Keywords: Teaching and Learning, Financial Incentives, Teacher absenteeism, Mobile phone-based learning, Uganda


Nine out of 10 children are not learning (World Bank, 2019). Beeharry (2021) used this statistic to introduce his highly regarded paper appealing to the global education aid community to prioritize foundational literacy and numeracy (FLN) in using education aid funding. Girindre’s (2021) paper led to an excellent set of 20 reflection pieces presented at a Centre Global for Development (CGD) symposium on May 19, 2021 (Hares & Sandefur, 2021). When reading these reflection pieces, I was struck by the dearth of focus on teachers, who are the frontline workers in the war against learning poverty. Only three of the papers mentioned teachers (Baron, 2021; McClean, 2021; Schipper et al., 2021). In light of teachers’ critical role in improving learning, in particular FLN, this is a concern. It also does not reflect the renewed focus, during Covid-19, on the role of teachers and the various interventions that emerged to support teachers—in particular, building teacher capacity (Burns, 2021). Almost every initiative and intervention in recent years has incorporated teacher education, which has increasingly focused on realizing the improved teachers’ pedagogical practices that research has found to best enable children’s learning to improve (Evans & Acosta, 2021; Snilstveit et al., 2015). “Developing countries spend many millions annually” (World Bank, 2018, p. 131), yet learning is still in crisis.

In this article, I focus on two areas, which I call the “elephants in the classroom”, related to teachers and improving learning: teacher absenteeism and its detrimental impact on learning poverty, and motivational financial performance incentives for teachers. These will be explored through a presentation of the evidence and on the research and experience informing an intervention in Uganda that seeks to address these elephants in the classroom and ultimately improve learning outcomes much more cost effectively and sustainably than many of the current modalities being used within our education aid architecture. The research-based intervention is using a cost-effective mobile-phone-based and teacher-motivation-focused strategy and tools to improve learning. Currently, the mobile-phone-based tools for the intervention are being devised. For the purposes of this article and the intervention, learning encompasses foundational literacy and numeracy (FLN) and 21st-century learning skills.

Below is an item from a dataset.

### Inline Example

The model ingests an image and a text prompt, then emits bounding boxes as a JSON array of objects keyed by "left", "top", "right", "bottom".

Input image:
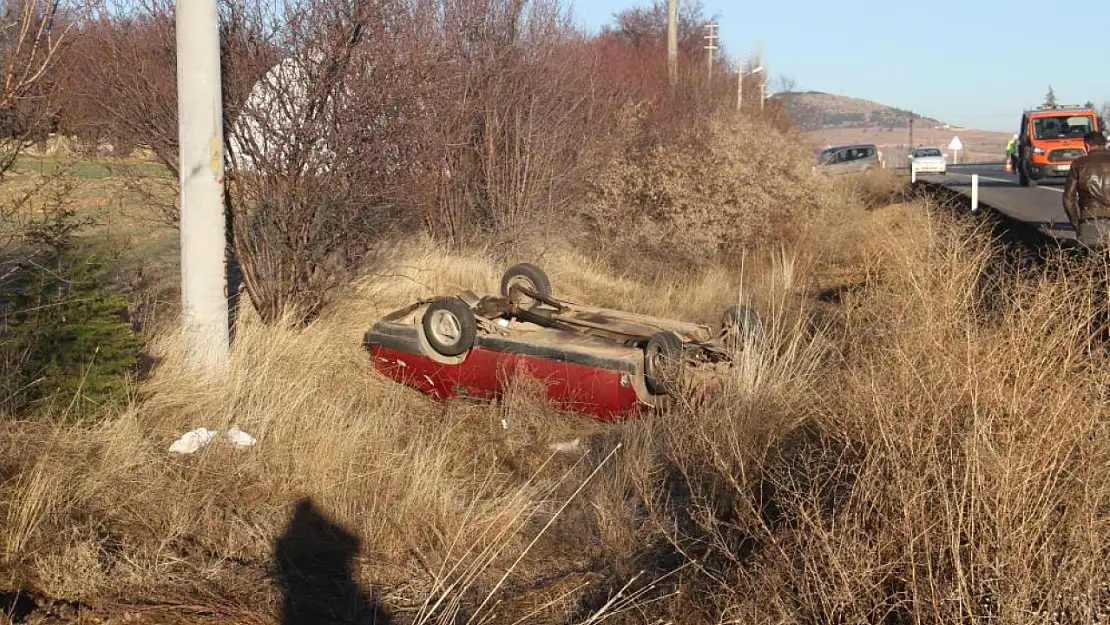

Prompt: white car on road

The article is in several parts. After this introduction, it examines the overwhelming evidence on what works best in improving learning—namely, pedagogy and how best to support teachers to implement proven best-practice pedagogies (Education Commission, 2020; Evans & Acosta, 2021; Snilstveit et al., 2015). For the purposes of this article, pedagogy is the observable act of teaching, together with its attendant discourse on educational theories, values, evidence, and justifications (Alexander, 2009). I then explore the elephant in the classroom (i.e., teacher absenteeism) by examining the extent of the issue, its strong relationship with teacher motivation, and efforts to address it. The use of motivational financial performance incentives emerges as a potentially universally effective approach to addressing teacher absenteeism and ultimately improving learning. I review the literature and studies, whose results were mixed, of teacher motivational financial performance incentives interventions in developing countries. In light of the sidelining of teacher incentive approaches within the education aid architecture, I was surprised to find many examples of successes with the approach, even in those studies deemed unsuccessful, in improving learning and addressing teacher absenteeism. I purport that the small-scale nature of most of the interventions, as well as the seemingly myriad of issues emerging, even in those that were successful, is one explanation for the sidelining of the approach. I call for a reexamination of the approach to, at a minimum, raise it within the education aid architecture as a potentially effective approach—to not “throw the baby out with the bathwater”.

This leads into the next section of the article, a further analysis of the studies to distill best practices and lessons, which have been collated into a framework of six areas to guide and inform financial incentive interventions going forward. I present one such intervention in Uganda, with a framework as well as a change theory related to the humanity of teachers (Fullan, 1991) informing it. The research-based intervention involves three phases and is currently in the first phase. The intervention seeks to demonstrate that it is more cost-effective to use funding to financially incentivize teachers to ultimately improve learning outcomes than to use business-as-usual strategies (e.g., the newly emerging digital and innovative strategies), which fail to take teacher agency and their humanity into account. In conclusion, the article supports Girindre’s (2021) call for the prioritization of teachers in funding allocation decisions. Such prioritization would enable a focus on FLN, taking into account the humanity of teachers and addressing their levels of motivation.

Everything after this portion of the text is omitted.